An embedding is a mathematical representation of meaning. It means turning words, sentences, or even whole documents into numbers, a format that AI models can understand and work with.
If you’ve ever heard “vector search” or “semantic memory,” that’s embedding work.
These aren’t just technical terms; they represent entirely new ways of understanding and engaging with AI. Real AI literacy is about restoring clarity to a conversation clouded by jargon and hype. It’s about being able to tell when an AI system is truly providing value and when it’s simply making things up.
In today’s digital world, language is our primary way of interacting with technology. The words you choose, the questions you ask, and the way you express intent all shape your outcomes. Precision gives you power and agency over the machines you use.
But naming these tools and knowing their definitions is only the beginning. We must also remember why we use them. True AI literacy means ensuring these systems serve the people using them, not just the companies or creators behind the technology. Mastery is empty if the results reinforce the same old power dynamics rather than empower real users.
Let’s look closer and see how this plays out in practical terms.
It’s easy to treat large language models as if they’re vending machines: drop in a prompt, get back an answer. But these systems aren’t simple tools. They’re more like minds: probabilistic, responsive to context, and shaped by how you frame your request.
For example, take two seemingly similar prompts:
Summarize our company’s quarterly performance and identify key issues.
I’m preparing for a conversation with our leadership team. I want to speak honestly about what worked, what didn’t, and what patterns might be undermining trust or momentum. Can you help me surface the real story behind our quarterly performance, not just numbers, but what they mean and what people might be afraid to say out loud?
Both are technically asking for a summary, but their intent, tone, and sense of relationship are completely different.
The corporate version returns a thin list. It does the job, but only at the surface. The second prompts a richer response: it signals openness, invites nuance, and as a result, the model surfaces subtleties, contradictions, and the things that really matter but rarely get said.

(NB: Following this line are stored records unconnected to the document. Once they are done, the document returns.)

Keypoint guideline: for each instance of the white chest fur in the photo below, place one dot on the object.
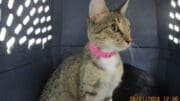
(110, 67)
(109, 64)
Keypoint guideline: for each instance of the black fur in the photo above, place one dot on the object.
(135, 83)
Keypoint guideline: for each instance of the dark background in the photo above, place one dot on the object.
(24, 72)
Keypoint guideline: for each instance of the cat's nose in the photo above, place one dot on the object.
(129, 40)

Why is this? Large language models generate what is most probable based on the way you ask, the tone you set, and the precision of your questions. This is why AI literacy is about being clear on what you truly need. It’s a discipline: understanding what context the model knows, what emotional signals you’re sending, and whether your prompts are genuinely grounded in intention.
If you engage shallowly, you’ll get shallow answers. But if you bring depth, context, and real curiosity, the system is capable of meeting you there.